SCOTTSDALE, ARIZ. – Monitor patients' headache frequency and disability to guide the pharamacologic prevention of migraine, Dr. Stewart J. Tepper said at a symposium sponsored by the American Headache Society.
“The goal should be to decrease migraine frequency by half and decrease duration and intensity, and comorbid illnesses are the critical aspect in picking the correct drug,” said Dr. Tepper, director of the New England Center for Headache, New Haven, Conn.
Disability is as important in daily pharmacologic prevention as it is in acute treatment, and is the key to assessing therapeutic need, said Dr. Tepper, who is also with Yale University.
Circumstances that might warrant preventive treatment include:
▸ Frequent or infrequent migraine that significantly interferes with the patient's daily routine despite acute treatment.
▸ Failure of, contraindication to, or troublesome side effects from acute medications.
▸ Special circumstances, including hemiplegic migraine and attacks with a risk of permanent neurologic injury.
▸ Pattern of increasing attacks over time, with the risk of developing rebound headache with medicines for acute attack.
▸ Patient preference (the desire to have as few acute attacks as possible).
▸ Pregnancy with severe, disabling attacks accompanied by nausea, vomiting, and possibly dehydration.
Before choosing your approach, ask about family clinical response to specific medications. “If you have family members with success using propranolol, that's helpful because they're chips off the old block genetically,” Dr. Tepper said.
He also emphasized the importance of using the lowest dose possible of a long-acting formulation and giving each treatment an adequate trial.
“It's critically important that you look for a pharmacologic twofer. … You want to treat comorbid illnesses while avoiding contraindicated medications,” he said. “And the patient diary is a must if you want to make sure your outcomes are met.”
The U.S. Headache Consortium guidelines, now in the process of revision, classify preventive migraine medications on the strength of scientific evidence from randomized, controlled trials in descending order from most evidence to least (A, B, or C) and by groups of effectiveness, 1 being most efficacious and 3 the least.
In group 1, class A drugs include the antiepilepsy drugs divalproex sodium and topiramate. Both drugs are associated with significant side effects, and divalproex use is limited by its propensity to cause birth defects and polycystic ovaries.
“We should not be using divalproex as first-line therapy in women of childbearing age,” Dr. Tepper said, adding that patients offered topiramate should be warned about the risk of paresthesias and of reversible angle-closure glaucoma. “When patients develop paresthesias, I find that potassium supplementation is helpful.”

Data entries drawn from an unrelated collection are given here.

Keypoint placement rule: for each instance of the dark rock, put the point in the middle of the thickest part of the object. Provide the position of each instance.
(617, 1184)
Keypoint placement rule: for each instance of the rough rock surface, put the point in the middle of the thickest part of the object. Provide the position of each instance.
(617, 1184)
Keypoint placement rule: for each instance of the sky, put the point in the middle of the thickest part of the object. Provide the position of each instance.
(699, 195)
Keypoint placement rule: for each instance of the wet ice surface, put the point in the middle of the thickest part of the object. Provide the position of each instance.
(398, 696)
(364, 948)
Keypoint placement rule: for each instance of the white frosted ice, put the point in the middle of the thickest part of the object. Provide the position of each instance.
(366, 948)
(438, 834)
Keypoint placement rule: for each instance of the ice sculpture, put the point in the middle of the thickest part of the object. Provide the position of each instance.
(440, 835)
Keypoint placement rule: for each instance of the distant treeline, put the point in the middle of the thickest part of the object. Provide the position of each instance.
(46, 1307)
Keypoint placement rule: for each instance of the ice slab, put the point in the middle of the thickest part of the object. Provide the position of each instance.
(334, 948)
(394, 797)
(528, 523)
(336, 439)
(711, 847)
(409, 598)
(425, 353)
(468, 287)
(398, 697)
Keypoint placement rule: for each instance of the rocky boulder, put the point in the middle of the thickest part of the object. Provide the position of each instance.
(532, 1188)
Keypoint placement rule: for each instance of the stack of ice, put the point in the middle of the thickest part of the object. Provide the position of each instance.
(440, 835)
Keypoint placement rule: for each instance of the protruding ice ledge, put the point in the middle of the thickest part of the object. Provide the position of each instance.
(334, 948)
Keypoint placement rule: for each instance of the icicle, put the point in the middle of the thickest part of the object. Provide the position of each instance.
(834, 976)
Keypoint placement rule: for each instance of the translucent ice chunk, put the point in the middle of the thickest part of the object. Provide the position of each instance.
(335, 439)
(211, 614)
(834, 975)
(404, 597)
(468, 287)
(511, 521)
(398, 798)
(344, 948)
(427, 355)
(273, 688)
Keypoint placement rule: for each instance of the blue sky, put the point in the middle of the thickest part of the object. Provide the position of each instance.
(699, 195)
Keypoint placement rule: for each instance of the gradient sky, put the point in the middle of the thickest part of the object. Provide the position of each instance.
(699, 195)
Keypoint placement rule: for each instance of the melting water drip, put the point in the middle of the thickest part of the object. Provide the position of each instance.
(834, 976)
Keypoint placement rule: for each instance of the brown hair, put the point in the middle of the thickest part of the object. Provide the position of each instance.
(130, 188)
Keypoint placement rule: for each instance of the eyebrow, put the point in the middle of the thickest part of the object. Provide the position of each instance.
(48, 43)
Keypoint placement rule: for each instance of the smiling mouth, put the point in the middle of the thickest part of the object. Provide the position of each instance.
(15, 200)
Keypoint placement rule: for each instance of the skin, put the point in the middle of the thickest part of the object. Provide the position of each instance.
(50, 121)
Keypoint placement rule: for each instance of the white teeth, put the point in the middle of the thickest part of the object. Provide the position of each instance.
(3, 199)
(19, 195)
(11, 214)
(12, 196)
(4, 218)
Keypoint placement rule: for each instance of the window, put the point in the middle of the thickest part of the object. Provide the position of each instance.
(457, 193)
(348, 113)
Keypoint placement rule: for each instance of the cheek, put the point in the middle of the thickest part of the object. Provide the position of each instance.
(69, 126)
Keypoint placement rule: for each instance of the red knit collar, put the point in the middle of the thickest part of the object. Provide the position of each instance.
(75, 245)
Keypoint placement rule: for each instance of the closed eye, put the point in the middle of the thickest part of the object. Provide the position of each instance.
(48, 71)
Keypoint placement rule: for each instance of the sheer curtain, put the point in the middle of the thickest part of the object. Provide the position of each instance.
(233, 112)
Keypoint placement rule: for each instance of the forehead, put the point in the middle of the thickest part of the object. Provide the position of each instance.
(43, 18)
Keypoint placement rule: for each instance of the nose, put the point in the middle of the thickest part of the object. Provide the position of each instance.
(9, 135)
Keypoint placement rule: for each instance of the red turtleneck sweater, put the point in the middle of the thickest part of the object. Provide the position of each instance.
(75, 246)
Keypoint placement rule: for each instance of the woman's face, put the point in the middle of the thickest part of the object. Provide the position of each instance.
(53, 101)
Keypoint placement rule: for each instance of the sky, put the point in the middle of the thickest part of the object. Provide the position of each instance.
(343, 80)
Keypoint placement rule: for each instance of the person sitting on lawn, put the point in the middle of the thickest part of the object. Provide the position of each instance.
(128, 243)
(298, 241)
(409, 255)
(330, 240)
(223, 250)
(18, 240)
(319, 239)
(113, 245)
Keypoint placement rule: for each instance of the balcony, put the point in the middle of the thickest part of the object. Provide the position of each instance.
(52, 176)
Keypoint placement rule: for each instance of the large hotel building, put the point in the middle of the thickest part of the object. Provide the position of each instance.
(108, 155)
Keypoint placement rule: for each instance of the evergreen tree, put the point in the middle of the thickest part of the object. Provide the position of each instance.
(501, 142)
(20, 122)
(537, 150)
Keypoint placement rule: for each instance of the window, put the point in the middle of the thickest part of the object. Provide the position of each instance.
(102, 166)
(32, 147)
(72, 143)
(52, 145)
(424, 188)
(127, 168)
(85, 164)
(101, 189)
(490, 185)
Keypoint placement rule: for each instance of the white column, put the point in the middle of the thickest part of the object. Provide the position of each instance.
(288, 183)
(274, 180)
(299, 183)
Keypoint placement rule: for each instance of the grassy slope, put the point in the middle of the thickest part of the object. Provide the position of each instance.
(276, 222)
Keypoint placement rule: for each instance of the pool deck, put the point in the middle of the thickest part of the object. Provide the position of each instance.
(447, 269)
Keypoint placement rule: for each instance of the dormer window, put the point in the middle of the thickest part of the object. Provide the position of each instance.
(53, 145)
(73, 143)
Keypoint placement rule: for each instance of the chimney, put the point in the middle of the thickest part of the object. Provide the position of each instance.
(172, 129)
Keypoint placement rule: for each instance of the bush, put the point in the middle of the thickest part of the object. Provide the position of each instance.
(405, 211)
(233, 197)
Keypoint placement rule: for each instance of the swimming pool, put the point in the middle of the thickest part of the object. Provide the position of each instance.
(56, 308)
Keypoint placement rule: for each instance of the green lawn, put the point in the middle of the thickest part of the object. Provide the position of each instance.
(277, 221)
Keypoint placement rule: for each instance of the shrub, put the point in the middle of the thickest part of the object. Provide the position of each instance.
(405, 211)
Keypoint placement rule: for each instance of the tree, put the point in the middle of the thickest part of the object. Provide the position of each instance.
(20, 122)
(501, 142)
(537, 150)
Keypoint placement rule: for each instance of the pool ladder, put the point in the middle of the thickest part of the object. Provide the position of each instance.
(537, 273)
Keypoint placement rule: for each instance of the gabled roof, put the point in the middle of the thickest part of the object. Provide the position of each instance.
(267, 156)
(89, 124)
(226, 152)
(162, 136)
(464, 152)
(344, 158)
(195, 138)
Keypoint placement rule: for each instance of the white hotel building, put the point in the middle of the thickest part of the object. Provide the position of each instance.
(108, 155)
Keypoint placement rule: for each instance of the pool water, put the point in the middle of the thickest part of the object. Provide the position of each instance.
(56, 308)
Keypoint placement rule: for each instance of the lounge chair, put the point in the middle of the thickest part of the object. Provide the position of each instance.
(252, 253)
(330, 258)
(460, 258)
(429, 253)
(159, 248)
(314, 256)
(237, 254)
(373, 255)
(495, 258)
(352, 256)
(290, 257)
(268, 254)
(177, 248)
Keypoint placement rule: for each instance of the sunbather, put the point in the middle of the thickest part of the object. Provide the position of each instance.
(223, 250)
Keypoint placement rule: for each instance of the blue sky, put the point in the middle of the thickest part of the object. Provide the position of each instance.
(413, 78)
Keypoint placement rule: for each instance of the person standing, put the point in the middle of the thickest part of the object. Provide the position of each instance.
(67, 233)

The group 2 antiepilepsy drug gabapentin is class B but has not received Food and Drug Administration approval for migraine prevention. All three medications in this class produced modest reductions in migraine attacks in clinical trials. Gabapentin, which produced its best results at a dose of 2,400 mg, had a high dropout rate due to dizziness and drowsiness, he said.
Included on the consortium's group 1 list are five alternative medications, of which three–chelated magnesium, riboflavin, and feverfew–are listed as class B. However, feverfew may be dropped from class B in the revision because of bad showings in two randomized, controlled trials.
The revision is also expected to include butterbur root and coenzyme Q10 in class B, Dr. Tepper noted.
Tricyclic antidepressants are clearly the standard when there are such comorbid illnesses as insomnia, neck pain, and depression, he said.
“Amitriptyline is a class A drug in group 1 but is not FDA approved for this indication. The other tricyclics are all class C in the guidelines, but since the guidelines were released there have been two small randomized, controlled trials of venlafaxine showing effectiveness in episodic migraine at a dose of 150 mg.”
Dr. Tepper predicts that selective serotonin reuptake inhibitors, currently listed as class B and C medications, will be demoted in the revised guidelines.
“And I don't list botulinum neurotoxin type A because the evidence has shown ineffectiveness in episodic migraine, and studies are pending in chronic migraine,” he added.
Two β-blockers, which Dr. Tepper prescribes for comorbid anxiety and hypertension, have been approved for episodic migraine prevention: Propranolol and timolol both have class A evidence and lie in group 1.
All of the calcium channel blocking agents available in the United States have class B scientific evidence. Calcium channel blockers are the drugs of choice for hemiplegic migraine and basilar-type migraine, Dr. Tepper explained.
Dr. Tepper disclosed significant relationships with Valeant Pharmaceuticals, Pfizer, Alexa, AstraZeneca, Endo Pharmaceuticals, and Eisai as the recipient of research grants; with Allergan Inc. as a consultant, lecturer, and recipient of research grants; with Johnson and Johnson as a lecturer and recipient of research grants; and with Merck U.S. Human Health as a consultant and recipient of research grants.